/ 1 March 2002

Research programme gets off the ground

Mail & Guardian reporter

Public and private forces in the information and communications technology (ICT) industry have come together to support the first independent, multiple-funded ICT policy and research programme.

The programme was initiated last year by a pledge from the director general of the Department of Communications and a call to other industry players to match it. This has resulted in commitments from a range of sector stakeholders, including the Internet Service Providers’ Association, the South African VANS Association, Transtel, Uniforum and Vodacom.
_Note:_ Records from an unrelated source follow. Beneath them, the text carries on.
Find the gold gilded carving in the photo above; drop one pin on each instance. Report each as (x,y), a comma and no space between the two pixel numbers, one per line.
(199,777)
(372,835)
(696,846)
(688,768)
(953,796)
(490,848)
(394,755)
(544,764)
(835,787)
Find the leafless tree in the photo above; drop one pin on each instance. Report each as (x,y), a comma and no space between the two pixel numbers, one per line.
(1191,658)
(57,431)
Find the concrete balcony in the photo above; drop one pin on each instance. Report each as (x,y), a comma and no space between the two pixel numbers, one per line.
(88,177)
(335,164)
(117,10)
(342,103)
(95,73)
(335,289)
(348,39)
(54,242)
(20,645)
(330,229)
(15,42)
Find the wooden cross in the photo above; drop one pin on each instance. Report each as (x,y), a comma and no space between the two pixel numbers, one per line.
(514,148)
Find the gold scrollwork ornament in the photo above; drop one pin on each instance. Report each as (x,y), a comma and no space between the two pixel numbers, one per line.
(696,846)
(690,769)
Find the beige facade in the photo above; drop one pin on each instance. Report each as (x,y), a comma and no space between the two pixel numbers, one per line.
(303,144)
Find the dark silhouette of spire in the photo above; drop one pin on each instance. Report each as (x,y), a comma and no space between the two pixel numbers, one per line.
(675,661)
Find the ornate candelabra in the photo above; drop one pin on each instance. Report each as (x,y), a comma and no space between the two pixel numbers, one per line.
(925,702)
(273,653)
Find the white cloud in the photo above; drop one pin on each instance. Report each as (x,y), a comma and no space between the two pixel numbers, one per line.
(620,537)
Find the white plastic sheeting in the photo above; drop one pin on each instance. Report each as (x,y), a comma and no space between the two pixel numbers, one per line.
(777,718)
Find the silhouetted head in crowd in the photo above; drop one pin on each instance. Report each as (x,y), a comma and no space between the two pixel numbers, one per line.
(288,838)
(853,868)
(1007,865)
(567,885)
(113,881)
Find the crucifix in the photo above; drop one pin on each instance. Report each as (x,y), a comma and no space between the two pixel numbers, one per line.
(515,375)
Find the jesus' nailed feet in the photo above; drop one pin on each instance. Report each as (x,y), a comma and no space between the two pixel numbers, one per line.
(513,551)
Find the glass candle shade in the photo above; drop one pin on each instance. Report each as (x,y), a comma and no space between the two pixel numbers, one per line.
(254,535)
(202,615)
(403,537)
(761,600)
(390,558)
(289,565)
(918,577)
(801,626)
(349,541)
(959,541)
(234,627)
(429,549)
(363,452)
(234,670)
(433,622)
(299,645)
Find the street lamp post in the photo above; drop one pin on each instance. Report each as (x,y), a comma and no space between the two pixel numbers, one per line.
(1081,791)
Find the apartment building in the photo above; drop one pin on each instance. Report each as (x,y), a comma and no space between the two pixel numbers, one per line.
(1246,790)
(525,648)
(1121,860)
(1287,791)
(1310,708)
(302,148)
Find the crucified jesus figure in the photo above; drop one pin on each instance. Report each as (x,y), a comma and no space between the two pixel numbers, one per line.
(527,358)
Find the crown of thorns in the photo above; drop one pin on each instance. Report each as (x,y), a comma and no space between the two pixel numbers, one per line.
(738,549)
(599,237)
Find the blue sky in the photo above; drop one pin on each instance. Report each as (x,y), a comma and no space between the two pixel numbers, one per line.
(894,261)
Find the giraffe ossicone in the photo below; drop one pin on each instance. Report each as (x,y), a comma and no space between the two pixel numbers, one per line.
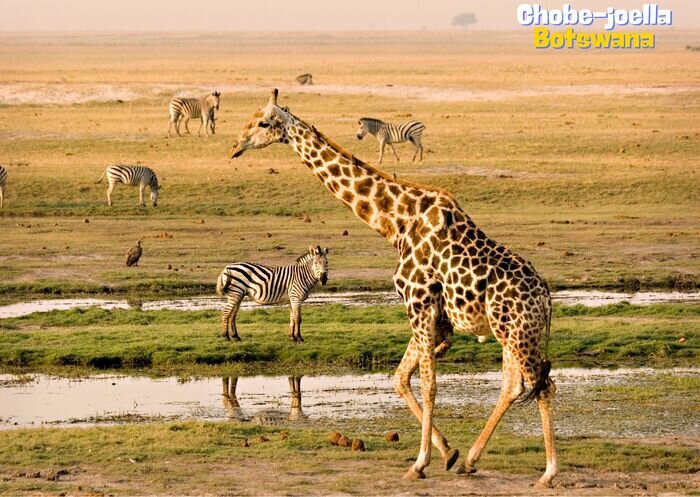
(451,276)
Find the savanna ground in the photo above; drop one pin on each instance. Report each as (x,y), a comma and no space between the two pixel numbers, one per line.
(584,162)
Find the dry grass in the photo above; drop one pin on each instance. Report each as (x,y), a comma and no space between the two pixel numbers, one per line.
(597,189)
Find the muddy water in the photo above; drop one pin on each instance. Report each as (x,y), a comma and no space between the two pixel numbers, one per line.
(587,298)
(593,402)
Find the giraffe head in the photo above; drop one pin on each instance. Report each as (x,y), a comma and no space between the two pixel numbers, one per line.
(263,128)
(319,263)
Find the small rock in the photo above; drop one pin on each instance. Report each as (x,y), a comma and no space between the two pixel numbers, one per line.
(391,436)
(334,437)
(358,445)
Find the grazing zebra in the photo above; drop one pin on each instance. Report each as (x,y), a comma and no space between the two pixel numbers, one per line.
(202,108)
(3,180)
(388,134)
(271,285)
(305,79)
(132,175)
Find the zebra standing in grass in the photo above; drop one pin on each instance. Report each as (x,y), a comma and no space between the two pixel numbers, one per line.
(186,108)
(388,134)
(271,285)
(132,175)
(3,180)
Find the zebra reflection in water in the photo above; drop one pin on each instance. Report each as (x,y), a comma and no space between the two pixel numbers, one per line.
(265,416)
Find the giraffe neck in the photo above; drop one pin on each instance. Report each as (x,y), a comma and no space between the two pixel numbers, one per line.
(374,198)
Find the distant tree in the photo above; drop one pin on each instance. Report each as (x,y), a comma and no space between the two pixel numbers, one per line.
(464,20)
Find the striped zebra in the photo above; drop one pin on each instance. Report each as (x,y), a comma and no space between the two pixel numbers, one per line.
(132,175)
(3,180)
(271,285)
(183,109)
(388,134)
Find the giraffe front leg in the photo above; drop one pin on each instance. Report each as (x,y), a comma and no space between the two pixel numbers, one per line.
(544,403)
(402,386)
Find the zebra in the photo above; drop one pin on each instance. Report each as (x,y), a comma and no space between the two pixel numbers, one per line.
(305,79)
(388,134)
(271,285)
(132,175)
(202,108)
(3,180)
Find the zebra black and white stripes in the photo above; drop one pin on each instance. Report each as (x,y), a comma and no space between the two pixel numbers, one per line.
(388,134)
(132,175)
(271,285)
(184,109)
(3,180)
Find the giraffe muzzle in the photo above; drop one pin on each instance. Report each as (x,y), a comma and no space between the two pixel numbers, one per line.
(236,151)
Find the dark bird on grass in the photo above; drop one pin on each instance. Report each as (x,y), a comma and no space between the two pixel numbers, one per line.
(134,254)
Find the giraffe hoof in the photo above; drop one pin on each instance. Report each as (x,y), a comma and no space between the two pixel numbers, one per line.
(451,459)
(414,475)
(465,469)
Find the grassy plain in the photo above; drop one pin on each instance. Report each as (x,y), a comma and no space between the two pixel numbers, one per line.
(598,189)
(174,342)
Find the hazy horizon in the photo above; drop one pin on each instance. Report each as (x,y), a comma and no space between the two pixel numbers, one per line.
(300,15)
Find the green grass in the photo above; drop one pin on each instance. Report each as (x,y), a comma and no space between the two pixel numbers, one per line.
(336,336)
(205,457)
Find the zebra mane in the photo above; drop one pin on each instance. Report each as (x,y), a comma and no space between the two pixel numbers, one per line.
(359,163)
(372,120)
(303,258)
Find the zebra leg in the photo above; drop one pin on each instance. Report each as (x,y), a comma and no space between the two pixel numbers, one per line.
(295,323)
(110,189)
(228,319)
(395,154)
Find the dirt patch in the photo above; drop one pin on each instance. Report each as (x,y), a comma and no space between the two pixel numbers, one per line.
(359,476)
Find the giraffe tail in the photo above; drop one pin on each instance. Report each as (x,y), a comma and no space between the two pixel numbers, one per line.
(543,382)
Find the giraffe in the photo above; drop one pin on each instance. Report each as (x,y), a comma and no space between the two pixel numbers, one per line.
(450,276)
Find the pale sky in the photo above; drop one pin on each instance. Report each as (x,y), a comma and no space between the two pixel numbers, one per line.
(289,15)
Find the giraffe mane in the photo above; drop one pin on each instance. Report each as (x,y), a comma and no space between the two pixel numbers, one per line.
(358,162)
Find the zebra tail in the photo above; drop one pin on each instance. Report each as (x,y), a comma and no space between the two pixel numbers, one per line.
(222,283)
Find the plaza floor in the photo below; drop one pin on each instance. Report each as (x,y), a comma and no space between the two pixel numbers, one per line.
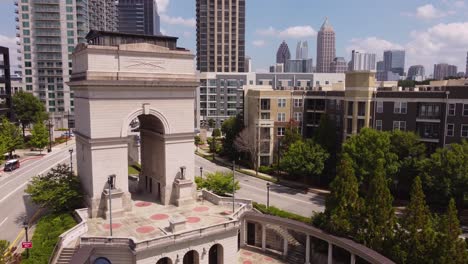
(148,220)
(250,256)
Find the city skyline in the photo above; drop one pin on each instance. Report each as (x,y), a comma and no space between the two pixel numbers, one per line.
(428,30)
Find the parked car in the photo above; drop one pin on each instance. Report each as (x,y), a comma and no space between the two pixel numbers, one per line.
(11,165)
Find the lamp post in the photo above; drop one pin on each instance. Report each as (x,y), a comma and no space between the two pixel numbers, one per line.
(268,195)
(71,161)
(26,227)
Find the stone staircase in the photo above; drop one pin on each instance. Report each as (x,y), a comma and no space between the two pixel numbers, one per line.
(296,251)
(66,255)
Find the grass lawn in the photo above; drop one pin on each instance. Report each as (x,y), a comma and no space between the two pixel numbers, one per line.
(45,236)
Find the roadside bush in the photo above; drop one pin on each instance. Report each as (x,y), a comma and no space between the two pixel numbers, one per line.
(48,229)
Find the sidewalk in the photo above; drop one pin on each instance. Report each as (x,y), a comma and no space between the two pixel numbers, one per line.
(263,176)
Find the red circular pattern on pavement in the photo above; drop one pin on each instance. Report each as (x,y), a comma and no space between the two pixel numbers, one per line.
(114,226)
(201,209)
(142,204)
(159,217)
(193,219)
(145,229)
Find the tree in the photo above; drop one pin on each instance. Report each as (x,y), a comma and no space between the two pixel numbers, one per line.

The programme will deliver an annual in-depth market study of the ICT and telecommunications sectors; an annual ICT, telecommunications and broadcasting policy and regulatory review; and an annual journal and occasional issue papers on topical developments within the sector.

Link Centre director Alison Gillwald, who will head the programme, said

research is critical to establishing the needs of countries and groups within them, and to conceptualising approaches that are likely to be effective in resolving country-specific problems.
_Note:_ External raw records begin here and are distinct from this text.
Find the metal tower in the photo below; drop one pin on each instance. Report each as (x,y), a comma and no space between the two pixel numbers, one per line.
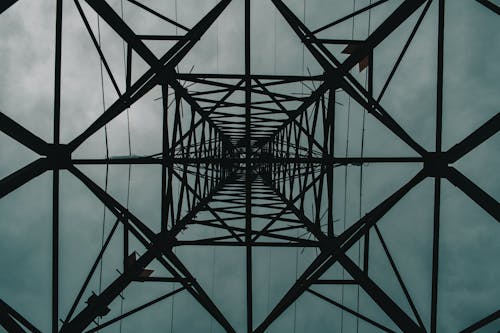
(251,164)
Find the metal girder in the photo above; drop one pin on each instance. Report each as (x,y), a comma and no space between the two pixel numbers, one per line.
(490,5)
(6,5)
(22,176)
(13,321)
(483,133)
(162,70)
(474,192)
(337,75)
(22,135)
(158,245)
(334,249)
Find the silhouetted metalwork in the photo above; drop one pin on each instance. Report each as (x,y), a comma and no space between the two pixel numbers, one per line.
(238,168)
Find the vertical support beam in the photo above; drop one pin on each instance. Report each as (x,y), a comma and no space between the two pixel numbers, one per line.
(165,149)
(437,181)
(366,245)
(55,179)
(330,118)
(248,170)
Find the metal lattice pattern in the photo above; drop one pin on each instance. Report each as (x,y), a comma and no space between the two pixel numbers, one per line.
(243,155)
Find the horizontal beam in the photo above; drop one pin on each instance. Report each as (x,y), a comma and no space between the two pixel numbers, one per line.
(483,133)
(259,160)
(22,176)
(22,135)
(482,198)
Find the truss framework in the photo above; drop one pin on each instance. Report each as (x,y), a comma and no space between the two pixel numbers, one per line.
(249,172)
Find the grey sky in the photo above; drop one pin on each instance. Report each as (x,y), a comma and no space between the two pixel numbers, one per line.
(469,244)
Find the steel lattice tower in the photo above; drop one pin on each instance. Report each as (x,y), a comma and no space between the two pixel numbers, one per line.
(245,156)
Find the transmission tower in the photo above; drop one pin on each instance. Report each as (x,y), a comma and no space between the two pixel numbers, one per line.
(250,161)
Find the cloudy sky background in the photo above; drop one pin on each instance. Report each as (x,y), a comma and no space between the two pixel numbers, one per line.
(469,237)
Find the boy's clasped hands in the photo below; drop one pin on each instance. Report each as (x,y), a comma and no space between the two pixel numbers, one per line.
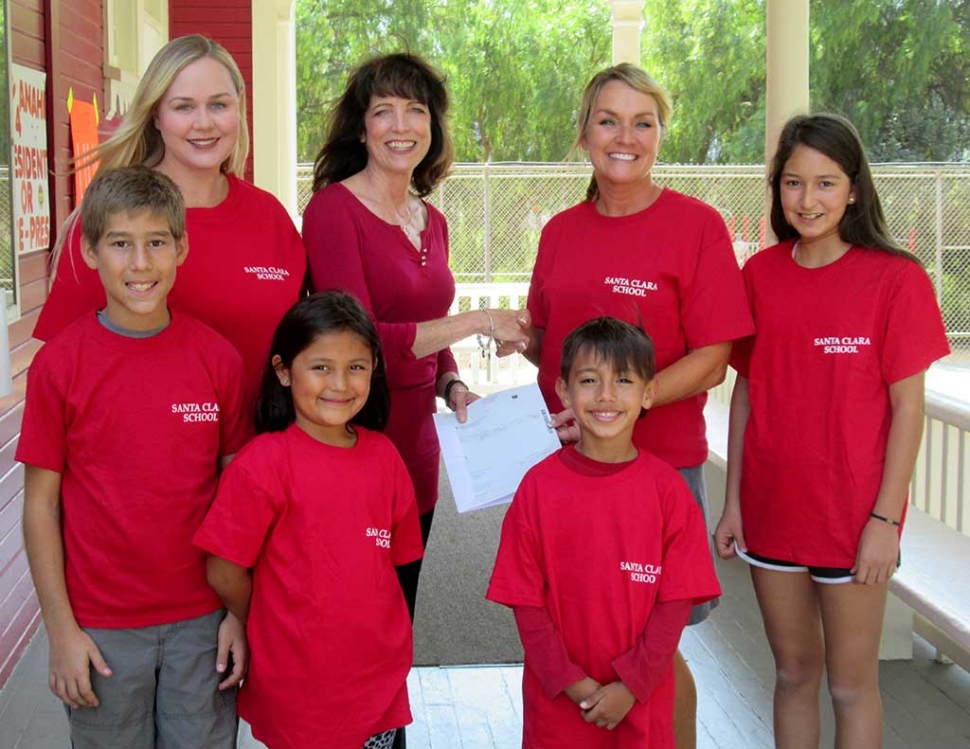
(603,705)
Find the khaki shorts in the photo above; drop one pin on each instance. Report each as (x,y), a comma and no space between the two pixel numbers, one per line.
(163,691)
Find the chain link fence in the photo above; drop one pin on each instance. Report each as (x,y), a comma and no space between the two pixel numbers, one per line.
(496,212)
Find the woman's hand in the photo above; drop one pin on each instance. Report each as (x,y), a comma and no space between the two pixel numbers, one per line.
(565,425)
(878,553)
(459,399)
(510,330)
(728,533)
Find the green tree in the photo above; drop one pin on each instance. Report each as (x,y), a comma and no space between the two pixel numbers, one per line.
(515,68)
(899,69)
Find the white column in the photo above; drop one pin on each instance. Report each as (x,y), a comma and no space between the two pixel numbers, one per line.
(787,90)
(273,99)
(627,24)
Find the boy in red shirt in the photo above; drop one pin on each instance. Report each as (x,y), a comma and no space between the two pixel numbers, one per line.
(130,411)
(603,554)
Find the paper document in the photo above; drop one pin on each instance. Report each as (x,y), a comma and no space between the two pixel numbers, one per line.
(486,457)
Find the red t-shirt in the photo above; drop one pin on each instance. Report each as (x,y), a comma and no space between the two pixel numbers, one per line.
(830,342)
(597,553)
(670,268)
(323,528)
(352,249)
(245,268)
(136,428)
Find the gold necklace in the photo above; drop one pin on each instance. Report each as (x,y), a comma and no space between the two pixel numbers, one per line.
(407,225)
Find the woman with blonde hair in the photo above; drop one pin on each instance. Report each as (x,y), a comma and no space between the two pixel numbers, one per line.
(246,263)
(660,260)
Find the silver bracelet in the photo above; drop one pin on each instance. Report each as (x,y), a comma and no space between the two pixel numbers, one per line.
(485,341)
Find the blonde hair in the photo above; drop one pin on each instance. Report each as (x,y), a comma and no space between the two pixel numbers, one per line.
(137,141)
(637,79)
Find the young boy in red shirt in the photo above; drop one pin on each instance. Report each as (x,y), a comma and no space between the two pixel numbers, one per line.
(603,554)
(130,411)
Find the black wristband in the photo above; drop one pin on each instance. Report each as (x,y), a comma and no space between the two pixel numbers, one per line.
(450,384)
(884,519)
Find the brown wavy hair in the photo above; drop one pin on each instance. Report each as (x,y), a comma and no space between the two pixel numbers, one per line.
(401,74)
(863,223)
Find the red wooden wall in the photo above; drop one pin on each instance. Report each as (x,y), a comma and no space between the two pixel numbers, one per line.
(63,37)
(229,22)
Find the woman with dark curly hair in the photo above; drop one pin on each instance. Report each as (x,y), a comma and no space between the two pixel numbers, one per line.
(369,231)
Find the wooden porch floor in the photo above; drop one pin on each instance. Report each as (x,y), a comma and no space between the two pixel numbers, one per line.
(927,705)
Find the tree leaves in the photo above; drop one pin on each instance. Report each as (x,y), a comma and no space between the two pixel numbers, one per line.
(899,69)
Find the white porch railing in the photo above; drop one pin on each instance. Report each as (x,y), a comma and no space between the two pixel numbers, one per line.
(489,373)
(941,482)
“South Africa produces little in the way of independent, primary research feeding into the ICT policy and regulatory processes. Unlike other parts of the world committed to participatory policy formulation processes, there are no independent agencies contributing to these processes in the broader public interest on the basis of rigorous applied research.”

She said the programme would address the policy and regulatory challenges that face a relatively developed sector operating in a developing country and continent.

The aim is to integrate the programme into international research projects and draw on best practice and innovations in other parts of the world.